I've written several versions of a prayer this week - a prayer pleading for grace, peace and understanding following the violence at Virginia Tech, which so many other bloggers have written about so eloquently. One of the versions was the opening prayer for my class on Christian Ethics this past week. In that version, I linked the news voice I heard saying "32 dead, and the gunman" to the consideration of personhood (the topic of the week was the church and people with disabilities).
Apparently, this is one of those cases where what I heard was not exactly what was said - but it provoked much thought for me. What I thought I was hearing was the student who did the shooting referred to as "not a person."
A friend who read one of the prayers I wrote commented (I'm paraphrasing) that she felt much depression springs from how cold and mean and disconnected this world seems. She also wrote "Seeing this young man as something less than human will allow the world to avoid taking a long, hard, and deep look at our world and ourselves, and what we need to do to make real change."

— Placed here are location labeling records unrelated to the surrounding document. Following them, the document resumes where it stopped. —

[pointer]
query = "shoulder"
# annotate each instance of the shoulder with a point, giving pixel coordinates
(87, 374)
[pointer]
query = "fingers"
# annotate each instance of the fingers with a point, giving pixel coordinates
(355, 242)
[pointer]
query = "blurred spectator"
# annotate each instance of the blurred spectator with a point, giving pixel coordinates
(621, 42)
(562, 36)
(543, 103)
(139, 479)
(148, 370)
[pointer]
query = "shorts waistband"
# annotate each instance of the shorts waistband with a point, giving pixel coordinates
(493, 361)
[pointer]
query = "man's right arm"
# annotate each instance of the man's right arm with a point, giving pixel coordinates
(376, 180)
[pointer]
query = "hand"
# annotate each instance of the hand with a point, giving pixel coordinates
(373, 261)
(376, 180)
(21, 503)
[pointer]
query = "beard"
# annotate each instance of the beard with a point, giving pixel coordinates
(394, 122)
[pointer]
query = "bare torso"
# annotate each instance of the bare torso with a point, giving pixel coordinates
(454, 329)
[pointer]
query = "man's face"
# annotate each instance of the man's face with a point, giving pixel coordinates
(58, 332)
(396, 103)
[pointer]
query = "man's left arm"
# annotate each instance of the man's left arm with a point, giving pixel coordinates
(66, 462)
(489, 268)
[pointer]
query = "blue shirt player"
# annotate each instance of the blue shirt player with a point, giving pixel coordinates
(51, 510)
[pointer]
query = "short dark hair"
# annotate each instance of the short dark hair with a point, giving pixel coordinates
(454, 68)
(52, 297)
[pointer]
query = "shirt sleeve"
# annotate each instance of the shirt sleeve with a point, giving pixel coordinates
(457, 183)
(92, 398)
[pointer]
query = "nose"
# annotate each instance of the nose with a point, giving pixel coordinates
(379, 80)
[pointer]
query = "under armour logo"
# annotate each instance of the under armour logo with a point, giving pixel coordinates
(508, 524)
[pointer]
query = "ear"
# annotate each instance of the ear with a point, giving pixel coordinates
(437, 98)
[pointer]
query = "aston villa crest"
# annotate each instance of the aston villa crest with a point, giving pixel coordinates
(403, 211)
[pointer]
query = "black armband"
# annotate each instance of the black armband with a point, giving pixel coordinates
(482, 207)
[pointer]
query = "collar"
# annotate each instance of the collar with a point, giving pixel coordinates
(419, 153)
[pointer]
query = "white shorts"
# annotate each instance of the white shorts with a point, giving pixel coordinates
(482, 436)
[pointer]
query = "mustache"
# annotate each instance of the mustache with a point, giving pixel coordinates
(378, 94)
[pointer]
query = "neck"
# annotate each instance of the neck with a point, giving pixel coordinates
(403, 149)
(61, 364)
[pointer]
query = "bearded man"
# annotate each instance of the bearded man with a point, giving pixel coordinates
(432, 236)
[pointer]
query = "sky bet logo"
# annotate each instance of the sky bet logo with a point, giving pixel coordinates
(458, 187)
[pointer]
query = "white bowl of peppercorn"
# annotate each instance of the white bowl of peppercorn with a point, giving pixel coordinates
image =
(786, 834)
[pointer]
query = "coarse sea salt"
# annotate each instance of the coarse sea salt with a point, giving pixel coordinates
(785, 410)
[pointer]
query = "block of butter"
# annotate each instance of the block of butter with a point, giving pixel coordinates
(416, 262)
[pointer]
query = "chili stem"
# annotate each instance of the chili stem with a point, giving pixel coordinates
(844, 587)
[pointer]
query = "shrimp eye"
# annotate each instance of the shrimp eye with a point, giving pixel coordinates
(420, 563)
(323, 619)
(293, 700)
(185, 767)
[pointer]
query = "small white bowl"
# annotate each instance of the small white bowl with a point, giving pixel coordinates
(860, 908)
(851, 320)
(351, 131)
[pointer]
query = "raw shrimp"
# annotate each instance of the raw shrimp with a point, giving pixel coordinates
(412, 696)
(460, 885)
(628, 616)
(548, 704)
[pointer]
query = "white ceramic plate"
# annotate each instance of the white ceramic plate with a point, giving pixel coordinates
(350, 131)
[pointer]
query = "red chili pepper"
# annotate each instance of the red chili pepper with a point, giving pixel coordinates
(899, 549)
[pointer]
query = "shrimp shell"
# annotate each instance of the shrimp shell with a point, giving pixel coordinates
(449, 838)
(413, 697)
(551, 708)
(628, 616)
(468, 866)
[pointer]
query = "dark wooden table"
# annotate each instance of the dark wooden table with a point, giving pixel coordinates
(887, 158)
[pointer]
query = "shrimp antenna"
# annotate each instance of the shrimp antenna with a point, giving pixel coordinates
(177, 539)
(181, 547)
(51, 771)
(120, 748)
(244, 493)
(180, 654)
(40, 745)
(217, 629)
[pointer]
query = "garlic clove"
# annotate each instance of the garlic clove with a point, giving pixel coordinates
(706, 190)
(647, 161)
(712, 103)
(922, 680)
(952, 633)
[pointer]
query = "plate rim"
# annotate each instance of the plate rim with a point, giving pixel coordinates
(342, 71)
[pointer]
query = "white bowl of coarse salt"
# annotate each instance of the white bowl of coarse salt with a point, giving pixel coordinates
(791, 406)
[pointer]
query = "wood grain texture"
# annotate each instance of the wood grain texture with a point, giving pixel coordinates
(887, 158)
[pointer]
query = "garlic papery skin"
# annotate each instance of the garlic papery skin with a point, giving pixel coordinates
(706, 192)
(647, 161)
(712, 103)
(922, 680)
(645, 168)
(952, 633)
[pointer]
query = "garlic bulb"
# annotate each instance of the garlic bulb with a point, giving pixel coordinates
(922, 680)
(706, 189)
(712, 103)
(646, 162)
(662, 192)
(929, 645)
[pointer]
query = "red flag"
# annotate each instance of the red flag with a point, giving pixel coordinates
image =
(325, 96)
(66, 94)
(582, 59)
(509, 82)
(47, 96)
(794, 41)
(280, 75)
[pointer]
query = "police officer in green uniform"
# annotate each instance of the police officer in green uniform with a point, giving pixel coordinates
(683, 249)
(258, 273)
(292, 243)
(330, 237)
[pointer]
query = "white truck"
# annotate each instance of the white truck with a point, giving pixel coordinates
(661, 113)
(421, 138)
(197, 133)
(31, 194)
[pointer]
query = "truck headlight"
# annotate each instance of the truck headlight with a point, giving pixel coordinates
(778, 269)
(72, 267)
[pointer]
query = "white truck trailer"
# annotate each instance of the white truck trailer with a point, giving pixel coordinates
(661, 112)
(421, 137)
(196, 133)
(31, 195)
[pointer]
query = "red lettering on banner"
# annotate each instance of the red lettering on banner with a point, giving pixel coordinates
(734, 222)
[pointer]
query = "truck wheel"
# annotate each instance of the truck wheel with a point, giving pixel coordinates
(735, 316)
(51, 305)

I think she's right, but I can't begin to think how to effect such change that it will make a difference. There are so many factors that fed into this person taking two guns and killing so many people - how can we know what was the crucial piece that caused him to actually do this? How do we grieve so terribly for people who die here, and let the reports of deaths from roadside bombs leave us so unaffected? I grew up with the daily body count from Viet Nam on the evening news. How did we live through that, and become this nation of people who yawn over the news from yet another undeclared "war?"
It would be easy to blame the disaffected youth, violent video games, and the rise of religious fundamentalism - and that would be only part of the answer. The other part is you and me.
M* asked me recently why I hadn't blogged about the death of one of her camp friends, JF, who was murdered in his apartment about a month ago. Part of the answer is that I didn't see a lot of my daughter's reaction to his death, though I now know it affected her deeply. Another part is that I didn't know him - so I didn't feel as affected. Excuses, excuses, really - this 19-year-old mattered as much as all the people who died in Virginia, and as much as all the people killed by roadside/suicide bombs in Iraq last week, and as much as those who perished in the World Trade Center and Pentagon over 5 years ago.
In church on this Earth Day we heard again the words of Chief Seattle: "Everything is connected." I agree - I preach interbeing, Thich Nhat Hanh's version of interdependence, every chance I get. But I don't know how we go from being a nation - a world - that is so disconnected to a beloved community. All I know to do is to put one foot in front of the other, listen to each other, and do my best to remember John Donne's line about no person being an island. Maybe if we all do - it will be good enough.